Walter Benjamin's article opens with a quote from Paul Valery dated 1931:
"Just as water, gas and electricity are brought into our houses from far off to satisfy our needs in response to a minimal effort, so we shall be supplied with visual and auditory images which will appear and disappear at a simple movement of the hand, hardly more than a sign."
This is a premonition of the Internet. Not to say that Valery predicted specifically what would become known as the Information Superhighway, but let's just say he could see which way the wind was blowing. He took the current state of media and advanced it to it's logical conclusion because he could see that images and audio were becoming commodified just like water, gas and electricity.
Benjamin's interest in the "aura" is something to be measured against the topic of "authenticity." Does new art suffer from a lack of aura? Do people have aura? Authenticity may have a more pragmatic connotation as opposed to aura, the latter being a transfixing quality most people seem to associate with people. If not a person, than an anthropomorphized work of art that facilitates the human connection. A photo does not have aura, according to Benjamin, but the trademark of post-WWII artists, such as filmmakers like Spike Lee, is considered to have aura, despite that they follow the mechanical production integral to the photographic arts. Spike Lee employs an artistic conceit in all his films where the actor will ride the dolly and create an otherworld effect as the camera moves. Alfred Hitchcock also places his aura on every film he ever made, by including a humorous cameo early in the film's story.
The Adorno-Horkheimer piece is a relentlessly pessimistic view of culture that struck me as being quite contemporary. I was shocked when I learned how old it was, although I shouldn't have been surprised based on the prescient reference to "Mrs. Miniver." This dynamic duo writes that "the purposelessness of the great modern work of art depends on the anonymity of the market." What a dystopian vision of art. But yet, it is true. The market is indeed a random collection of fans looking for the next big thing. Adorheimer speak of how art is no longer consumed by the connoisseur but the prestige-seeker. Dare I say that the prestige-seeker is also an aura-seeker?
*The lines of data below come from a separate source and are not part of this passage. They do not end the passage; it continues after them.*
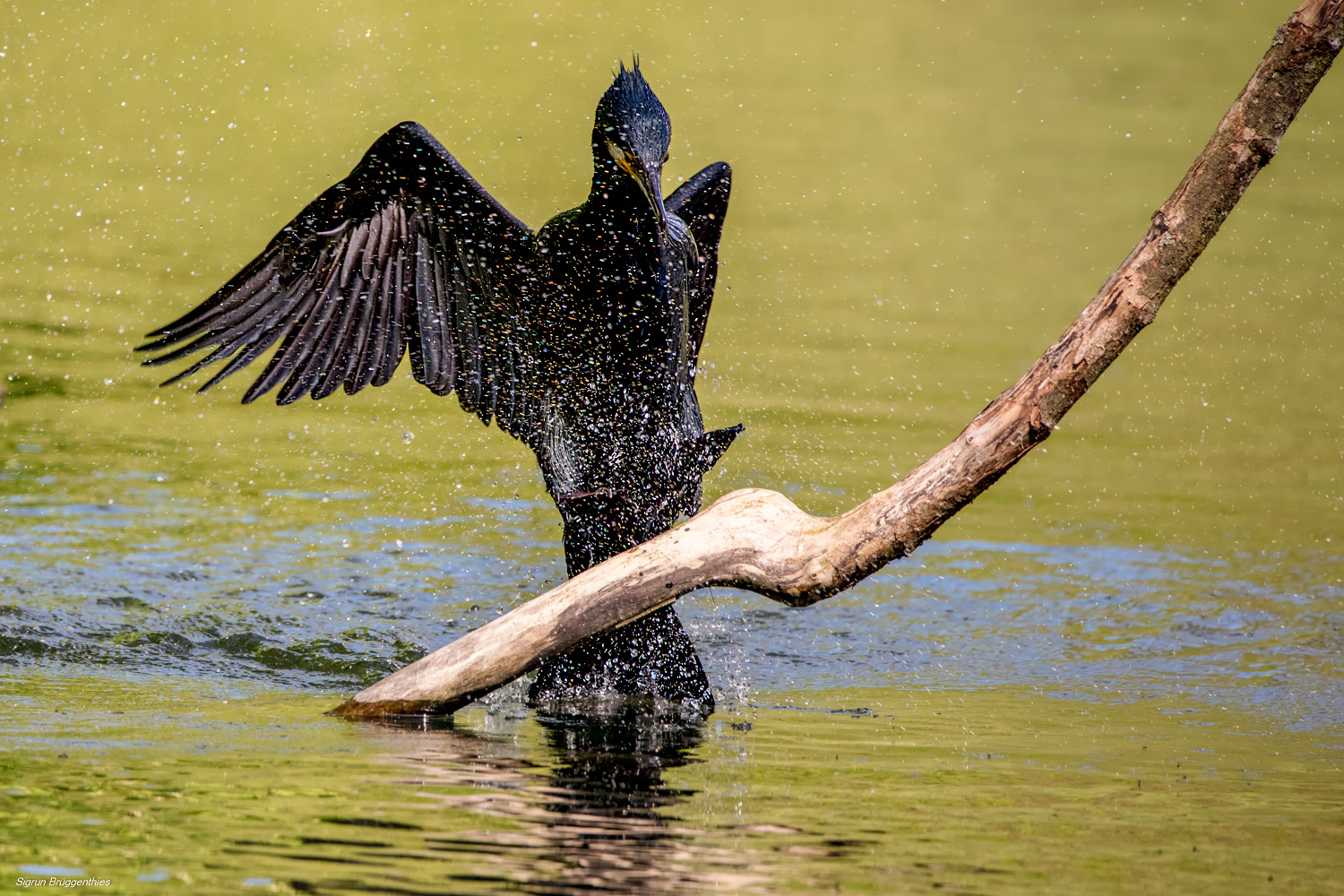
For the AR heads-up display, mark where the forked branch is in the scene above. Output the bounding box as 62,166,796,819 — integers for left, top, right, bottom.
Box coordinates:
332,0,1344,719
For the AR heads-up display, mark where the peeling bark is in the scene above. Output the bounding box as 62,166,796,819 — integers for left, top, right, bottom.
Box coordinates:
332,0,1344,719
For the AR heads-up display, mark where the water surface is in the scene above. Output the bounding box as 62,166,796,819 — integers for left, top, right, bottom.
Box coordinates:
0,0,1344,893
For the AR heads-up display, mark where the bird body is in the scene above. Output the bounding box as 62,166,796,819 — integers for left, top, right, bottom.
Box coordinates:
140,65,742,704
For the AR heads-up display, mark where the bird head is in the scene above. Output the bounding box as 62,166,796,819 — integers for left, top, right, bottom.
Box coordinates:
593,56,672,227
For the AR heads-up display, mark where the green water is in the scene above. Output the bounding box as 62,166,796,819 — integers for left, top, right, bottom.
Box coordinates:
0,0,1344,893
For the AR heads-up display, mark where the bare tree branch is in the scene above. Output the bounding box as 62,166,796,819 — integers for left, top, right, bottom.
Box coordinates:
332,0,1344,719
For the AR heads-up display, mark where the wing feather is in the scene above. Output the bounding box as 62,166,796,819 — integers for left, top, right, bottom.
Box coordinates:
140,122,539,439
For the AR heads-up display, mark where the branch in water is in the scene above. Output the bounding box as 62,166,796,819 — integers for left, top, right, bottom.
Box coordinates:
332,0,1344,719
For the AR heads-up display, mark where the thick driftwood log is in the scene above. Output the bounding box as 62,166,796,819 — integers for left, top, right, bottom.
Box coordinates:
332,0,1344,719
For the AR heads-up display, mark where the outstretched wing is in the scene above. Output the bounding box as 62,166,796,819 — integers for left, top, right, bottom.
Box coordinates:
667,161,733,366
139,121,538,438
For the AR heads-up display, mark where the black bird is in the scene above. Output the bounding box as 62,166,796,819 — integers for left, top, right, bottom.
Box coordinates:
140,60,742,705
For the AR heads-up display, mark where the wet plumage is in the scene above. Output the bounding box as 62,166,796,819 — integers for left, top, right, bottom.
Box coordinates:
140,65,741,702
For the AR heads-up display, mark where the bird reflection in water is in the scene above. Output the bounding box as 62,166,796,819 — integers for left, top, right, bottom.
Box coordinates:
333,696,762,895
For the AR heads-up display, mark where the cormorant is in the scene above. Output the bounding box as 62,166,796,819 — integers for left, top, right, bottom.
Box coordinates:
140,59,742,707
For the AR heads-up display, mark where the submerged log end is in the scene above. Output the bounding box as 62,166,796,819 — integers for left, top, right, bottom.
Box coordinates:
327,694,478,721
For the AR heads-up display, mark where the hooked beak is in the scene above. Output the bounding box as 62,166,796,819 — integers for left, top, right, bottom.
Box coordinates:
616,152,668,231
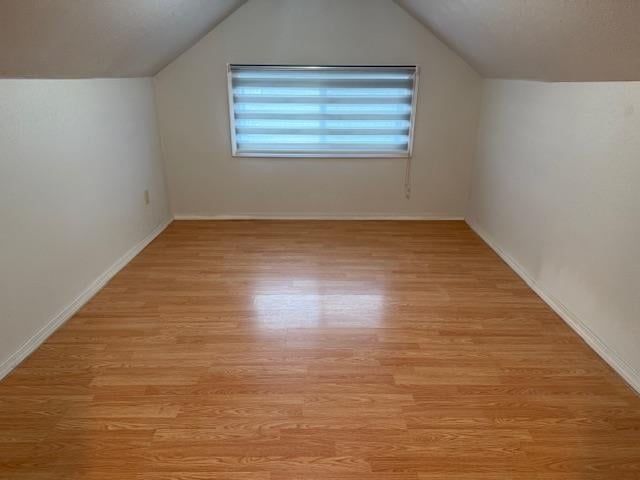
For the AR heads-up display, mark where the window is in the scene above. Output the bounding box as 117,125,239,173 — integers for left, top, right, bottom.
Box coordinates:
228,65,418,158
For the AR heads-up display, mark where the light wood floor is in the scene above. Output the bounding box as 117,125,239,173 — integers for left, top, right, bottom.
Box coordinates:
0,221,640,480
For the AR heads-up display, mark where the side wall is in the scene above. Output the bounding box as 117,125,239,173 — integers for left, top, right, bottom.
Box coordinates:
469,80,640,390
0,79,170,378
155,0,481,217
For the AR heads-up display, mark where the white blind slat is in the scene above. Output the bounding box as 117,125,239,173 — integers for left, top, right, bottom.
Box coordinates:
229,65,417,157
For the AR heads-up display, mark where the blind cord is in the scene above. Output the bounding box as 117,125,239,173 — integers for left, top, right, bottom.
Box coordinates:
404,156,411,200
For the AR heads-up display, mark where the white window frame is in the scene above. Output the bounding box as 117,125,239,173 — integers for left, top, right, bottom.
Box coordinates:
227,63,420,159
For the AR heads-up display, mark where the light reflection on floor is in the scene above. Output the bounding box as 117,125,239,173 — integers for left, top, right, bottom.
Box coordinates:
253,277,385,328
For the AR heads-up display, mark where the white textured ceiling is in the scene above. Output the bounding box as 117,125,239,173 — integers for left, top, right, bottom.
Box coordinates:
396,0,640,81
0,0,245,78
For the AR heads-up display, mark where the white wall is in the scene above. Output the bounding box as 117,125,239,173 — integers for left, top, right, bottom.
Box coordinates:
469,80,640,389
155,0,481,217
0,79,169,378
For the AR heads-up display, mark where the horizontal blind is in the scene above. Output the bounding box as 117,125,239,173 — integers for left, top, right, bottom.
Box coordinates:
229,65,416,157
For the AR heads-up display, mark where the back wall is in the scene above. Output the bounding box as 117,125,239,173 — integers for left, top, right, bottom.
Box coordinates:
155,0,481,217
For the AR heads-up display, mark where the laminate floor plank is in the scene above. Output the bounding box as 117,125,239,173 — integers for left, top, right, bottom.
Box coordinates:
0,221,640,480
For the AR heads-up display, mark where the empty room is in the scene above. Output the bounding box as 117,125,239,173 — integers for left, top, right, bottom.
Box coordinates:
0,0,640,480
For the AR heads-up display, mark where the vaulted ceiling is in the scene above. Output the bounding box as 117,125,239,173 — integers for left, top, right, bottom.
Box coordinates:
396,0,640,81
0,0,640,81
0,0,245,78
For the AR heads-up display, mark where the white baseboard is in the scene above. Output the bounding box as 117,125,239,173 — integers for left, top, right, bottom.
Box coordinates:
173,213,464,221
466,219,640,393
0,219,173,380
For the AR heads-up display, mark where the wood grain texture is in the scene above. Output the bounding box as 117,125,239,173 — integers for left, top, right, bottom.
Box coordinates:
0,221,640,480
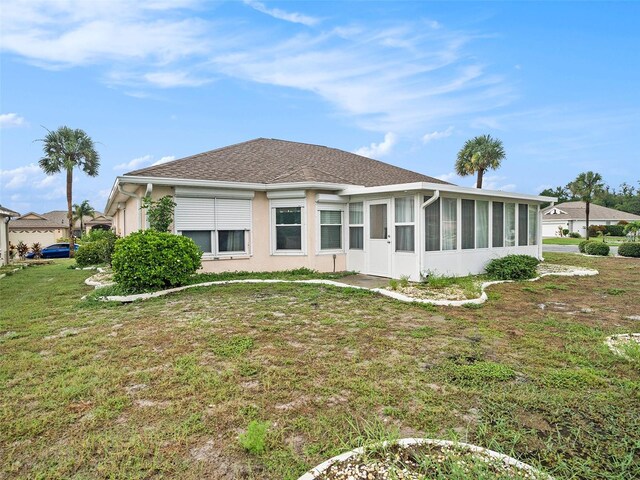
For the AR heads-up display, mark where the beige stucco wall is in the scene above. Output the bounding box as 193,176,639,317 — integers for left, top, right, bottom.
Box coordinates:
9,229,67,248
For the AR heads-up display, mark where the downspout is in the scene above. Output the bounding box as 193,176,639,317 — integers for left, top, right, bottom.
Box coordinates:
419,190,440,276
118,184,138,236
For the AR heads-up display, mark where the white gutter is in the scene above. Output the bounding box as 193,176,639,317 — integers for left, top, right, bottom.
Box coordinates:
338,182,557,202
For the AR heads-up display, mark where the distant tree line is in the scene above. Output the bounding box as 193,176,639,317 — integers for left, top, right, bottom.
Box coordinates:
540,180,640,215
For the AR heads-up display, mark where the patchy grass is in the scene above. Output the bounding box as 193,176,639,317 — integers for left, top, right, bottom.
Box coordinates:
542,235,629,245
0,253,640,480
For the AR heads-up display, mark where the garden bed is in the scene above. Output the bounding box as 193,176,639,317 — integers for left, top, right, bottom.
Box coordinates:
298,438,551,480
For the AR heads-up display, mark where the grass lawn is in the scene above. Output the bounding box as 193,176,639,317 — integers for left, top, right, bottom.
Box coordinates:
542,237,628,245
0,254,640,480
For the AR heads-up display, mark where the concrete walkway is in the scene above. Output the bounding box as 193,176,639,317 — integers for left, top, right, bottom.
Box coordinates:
542,244,618,255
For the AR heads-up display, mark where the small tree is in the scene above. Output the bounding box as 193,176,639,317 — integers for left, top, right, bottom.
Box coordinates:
141,195,176,232
567,172,604,240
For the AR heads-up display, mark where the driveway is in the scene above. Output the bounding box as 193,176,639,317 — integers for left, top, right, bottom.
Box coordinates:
542,244,618,255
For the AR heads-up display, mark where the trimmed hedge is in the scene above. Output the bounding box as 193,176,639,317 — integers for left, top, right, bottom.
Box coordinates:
618,242,640,257
584,242,609,257
75,230,118,267
486,255,540,280
578,240,593,253
111,230,202,292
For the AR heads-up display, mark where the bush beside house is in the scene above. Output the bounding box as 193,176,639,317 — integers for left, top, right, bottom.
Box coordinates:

Woody Allen's newest film deals with a man, Gil, played by Owen Wilson who is in love with the aura of Paris in the 1920's. Through the magic of filmmaking he can transport himself into that time to consume the artistic pleasures of a city where Dali, Bunuel, Hemingway, Fitzgerald and other luminaries are accessible to him. Gil's love extends beyond just aura as he is also a prestige-seeker, but not to the extent that his sworn enemy is. The enemy is branded by Gil as a pseudo-intellectual; a prestige-seeker of the lowest order.
The final piece of reading from Week 2 was "The Public Sphere" by Jurgen Habermas. The public spehere is defined as "a realm of our social life in which something approaching public opinion can be formed. Habermas writes: "The bourgeouis public sphere could be understood as the sphere of private individuals assembled into a public body..." At least this much is true of the collective of artists in Allen's newest movie. In this film, Stein, Porter, Man Ray and the aforementioned artists are a collective of public figures. Adored public figures, I might add. But their public sphere is so privileged, talented and elite that is most certainly not what Habermas is talking about. The shared experience, the collective consciousness that is a part of our social lives is not something at work.